Ho ascoltato, di recente, in una scuola superiore, due adulti affermati invitati per incontri con i ragazzi del triennio. Una docente universitaria, donna di marketing, si lamentava che i ragazzi tendono a non fare gli Erasmus, non capendo questa non-voglia di viaggiare…; un altro, uomo di economia, concludeva ricordando che bisogna avere spinta nella vita: un rimprovero sostenuto da Steve Jobs, guru della Apple, il quale aveva coniato l'espressione M.Y.A., che, senza essere volgari, vuol dire "datti una mossa”.

Ricordiamo che l’Italia è ai primi posti per i Neet, quei giovani usciti dai radar sociali, non inseriti in un circuito formativo o lavorativo, il corrispettivo degli Hikikomori giapponesi, chiusi in casa e collegati al mondo con la tecnologia.

Riferisco di un'altra esperienza. Selezionando i candidati per il nostro Istituto universitario, area di Pedagogia, mi sono imbattuto in un’altra tribù di personaggi, forse invisibili più dei Neet. Persone che scelgono un orizzonte professionale educativo, pur sapendolo economicamente non riconosciuto, grazie ad una storia personale lontana da facili emotivismi ma vicina alle persone. Persone bisognose di cure.

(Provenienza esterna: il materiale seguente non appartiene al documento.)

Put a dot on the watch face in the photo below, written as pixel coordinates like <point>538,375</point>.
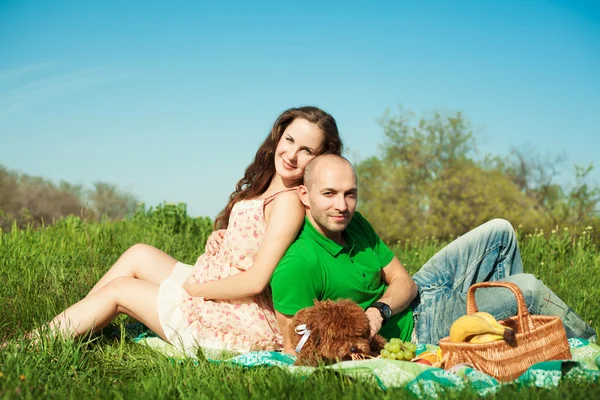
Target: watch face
<point>387,311</point>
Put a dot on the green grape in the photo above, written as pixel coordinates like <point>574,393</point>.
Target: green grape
<point>394,348</point>
<point>410,346</point>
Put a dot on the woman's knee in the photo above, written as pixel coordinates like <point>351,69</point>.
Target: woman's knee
<point>139,253</point>
<point>117,287</point>
<point>501,225</point>
<point>531,287</point>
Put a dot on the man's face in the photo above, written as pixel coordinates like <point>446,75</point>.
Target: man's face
<point>331,197</point>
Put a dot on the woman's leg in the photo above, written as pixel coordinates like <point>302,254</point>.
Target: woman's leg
<point>131,296</point>
<point>140,261</point>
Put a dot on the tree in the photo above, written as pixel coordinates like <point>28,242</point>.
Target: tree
<point>427,182</point>
<point>106,200</point>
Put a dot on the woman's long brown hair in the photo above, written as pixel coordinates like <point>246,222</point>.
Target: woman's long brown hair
<point>260,172</point>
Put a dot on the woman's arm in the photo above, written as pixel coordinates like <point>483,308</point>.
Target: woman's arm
<point>285,220</point>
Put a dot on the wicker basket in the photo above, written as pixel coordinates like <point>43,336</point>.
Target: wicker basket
<point>538,338</point>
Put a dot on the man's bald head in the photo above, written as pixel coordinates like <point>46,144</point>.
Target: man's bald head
<point>323,163</point>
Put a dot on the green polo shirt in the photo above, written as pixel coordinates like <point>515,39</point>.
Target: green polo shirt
<point>315,267</point>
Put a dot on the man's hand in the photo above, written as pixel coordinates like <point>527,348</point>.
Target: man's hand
<point>213,244</point>
<point>190,285</point>
<point>375,320</point>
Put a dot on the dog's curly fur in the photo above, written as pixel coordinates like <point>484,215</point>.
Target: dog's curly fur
<point>338,330</point>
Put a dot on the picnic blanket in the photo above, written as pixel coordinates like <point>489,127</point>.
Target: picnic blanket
<point>422,380</point>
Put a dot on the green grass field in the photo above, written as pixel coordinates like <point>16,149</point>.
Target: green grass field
<point>43,271</point>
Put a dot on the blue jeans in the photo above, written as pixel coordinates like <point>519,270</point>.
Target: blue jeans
<point>487,253</point>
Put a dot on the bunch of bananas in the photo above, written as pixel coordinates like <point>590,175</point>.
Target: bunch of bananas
<point>480,327</point>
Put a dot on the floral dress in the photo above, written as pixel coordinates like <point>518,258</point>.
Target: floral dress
<point>240,325</point>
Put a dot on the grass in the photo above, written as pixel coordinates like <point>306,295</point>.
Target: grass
<point>43,271</point>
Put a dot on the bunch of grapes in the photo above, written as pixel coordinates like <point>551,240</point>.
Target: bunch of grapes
<point>396,349</point>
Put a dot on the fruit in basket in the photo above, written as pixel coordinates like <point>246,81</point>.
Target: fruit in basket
<point>469,326</point>
<point>489,318</point>
<point>396,349</point>
<point>486,338</point>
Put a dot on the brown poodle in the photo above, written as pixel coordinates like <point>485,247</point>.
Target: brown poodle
<point>333,331</point>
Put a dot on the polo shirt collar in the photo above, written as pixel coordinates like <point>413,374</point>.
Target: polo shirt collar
<point>332,247</point>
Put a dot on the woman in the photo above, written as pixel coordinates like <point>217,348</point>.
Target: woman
<point>261,219</point>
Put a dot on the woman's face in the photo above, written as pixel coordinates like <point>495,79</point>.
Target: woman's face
<point>299,144</point>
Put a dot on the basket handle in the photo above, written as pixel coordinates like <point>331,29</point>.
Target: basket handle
<point>524,318</point>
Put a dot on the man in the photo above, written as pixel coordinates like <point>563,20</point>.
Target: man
<point>337,254</point>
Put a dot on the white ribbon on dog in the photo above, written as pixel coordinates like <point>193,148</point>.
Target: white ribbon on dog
<point>301,330</point>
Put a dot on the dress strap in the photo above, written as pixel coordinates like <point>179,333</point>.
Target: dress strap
<point>272,197</point>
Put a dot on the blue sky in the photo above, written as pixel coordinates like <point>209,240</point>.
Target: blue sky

C'è chi ha accudito il fratello più piccolo o il nipotino, chi ha assistito la madre malata, chi è stata scelta dalla maestra per dare una mano ad un compagno diversamente abile, chi per anni ha fatto l'animatrice nel centri estivi. Storie discrete: sussurrate, a volte commosse. Storie che segnano più dei tatuaggi. Una mi ha colpito: una ragazza che ha aiutato a curare un cugino con una disabilità, che poi è mancato, e al quale ha fatto la promessa di darsi nell'educativo.

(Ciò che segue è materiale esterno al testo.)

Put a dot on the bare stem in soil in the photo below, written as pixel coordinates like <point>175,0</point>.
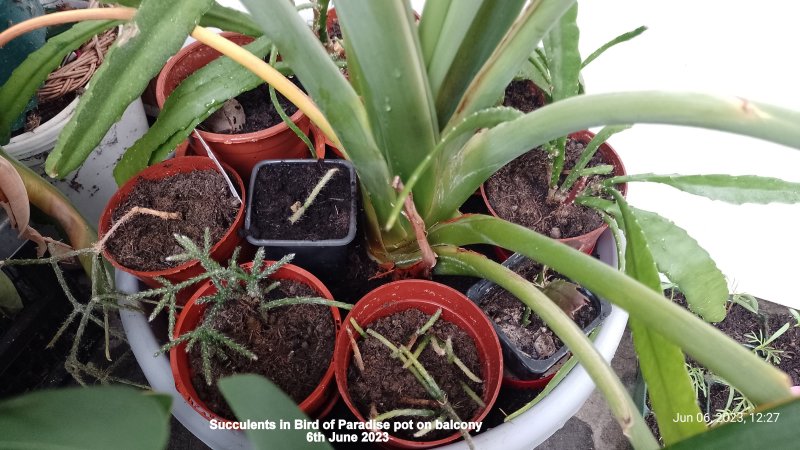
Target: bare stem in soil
<point>313,195</point>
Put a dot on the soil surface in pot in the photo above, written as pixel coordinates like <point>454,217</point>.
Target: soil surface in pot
<point>506,311</point>
<point>524,95</point>
<point>294,345</point>
<point>385,385</point>
<point>201,198</point>
<point>519,193</point>
<point>281,188</point>
<point>259,112</point>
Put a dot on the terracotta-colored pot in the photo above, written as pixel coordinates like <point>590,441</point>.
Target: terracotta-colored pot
<point>426,296</point>
<point>317,404</point>
<point>240,151</point>
<point>584,242</point>
<point>221,251</point>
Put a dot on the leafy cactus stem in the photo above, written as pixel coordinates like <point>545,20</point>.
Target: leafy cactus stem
<point>298,213</point>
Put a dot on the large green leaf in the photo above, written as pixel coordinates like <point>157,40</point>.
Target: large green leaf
<point>29,76</point>
<point>10,301</point>
<point>196,98</point>
<point>681,259</point>
<point>486,153</point>
<point>759,381</point>
<point>86,419</point>
<point>662,363</point>
<point>736,189</point>
<point>457,62</point>
<point>335,97</point>
<point>520,41</point>
<point>158,31</point>
<point>563,57</point>
<point>774,428</point>
<point>393,83</point>
<point>253,397</point>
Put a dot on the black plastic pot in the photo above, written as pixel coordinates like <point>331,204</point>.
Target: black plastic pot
<point>316,256</point>
<point>517,361</point>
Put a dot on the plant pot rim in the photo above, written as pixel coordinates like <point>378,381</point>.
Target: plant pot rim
<point>351,233</point>
<point>522,361</point>
<point>619,170</point>
<point>182,55</point>
<point>188,391</point>
<point>422,293</point>
<point>198,163</point>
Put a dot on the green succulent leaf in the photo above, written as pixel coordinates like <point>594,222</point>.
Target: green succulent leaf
<point>253,397</point>
<point>93,418</point>
<point>624,37</point>
<point>10,301</point>
<point>140,52</point>
<point>196,98</point>
<point>662,363</point>
<point>771,428</point>
<point>29,76</point>
<point>736,189</point>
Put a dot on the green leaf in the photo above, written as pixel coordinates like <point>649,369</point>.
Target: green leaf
<point>253,397</point>
<point>686,264</point>
<point>29,76</point>
<point>86,419</point>
<point>196,98</point>
<point>774,428</point>
<point>662,363</point>
<point>563,57</point>
<point>393,83</point>
<point>624,37</point>
<point>10,301</point>
<point>158,31</point>
<point>450,77</point>
<point>756,379</point>
<point>488,152</point>
<point>521,40</point>
<point>335,97</point>
<point>736,189</point>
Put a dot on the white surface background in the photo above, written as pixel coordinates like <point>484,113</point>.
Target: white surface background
<point>734,47</point>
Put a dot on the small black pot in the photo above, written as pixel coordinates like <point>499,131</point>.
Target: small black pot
<point>317,256</point>
<point>517,361</point>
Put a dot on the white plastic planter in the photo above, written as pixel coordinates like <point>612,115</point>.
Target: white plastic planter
<point>90,187</point>
<point>523,433</point>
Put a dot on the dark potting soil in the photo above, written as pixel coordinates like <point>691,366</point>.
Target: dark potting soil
<point>281,187</point>
<point>535,339</point>
<point>385,385</point>
<point>201,198</point>
<point>524,95</point>
<point>259,111</point>
<point>294,345</point>
<point>519,193</point>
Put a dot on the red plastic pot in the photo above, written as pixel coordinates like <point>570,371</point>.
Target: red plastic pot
<point>426,296</point>
<point>221,251</point>
<point>317,404</point>
<point>240,151</point>
<point>584,242</point>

C’è ancora chi promette, che fa dei patti... Il pensiero va a papa Francesco che ricorda l'urgenza di fare un patto globale per un villaggio educativo, dove possano crescere delle persone capaci di aprirsi agli altri. Ci sono mani in cui è possibile lasciare questa grande eredità. Si può morire in pace, magari commuovendosi un po'.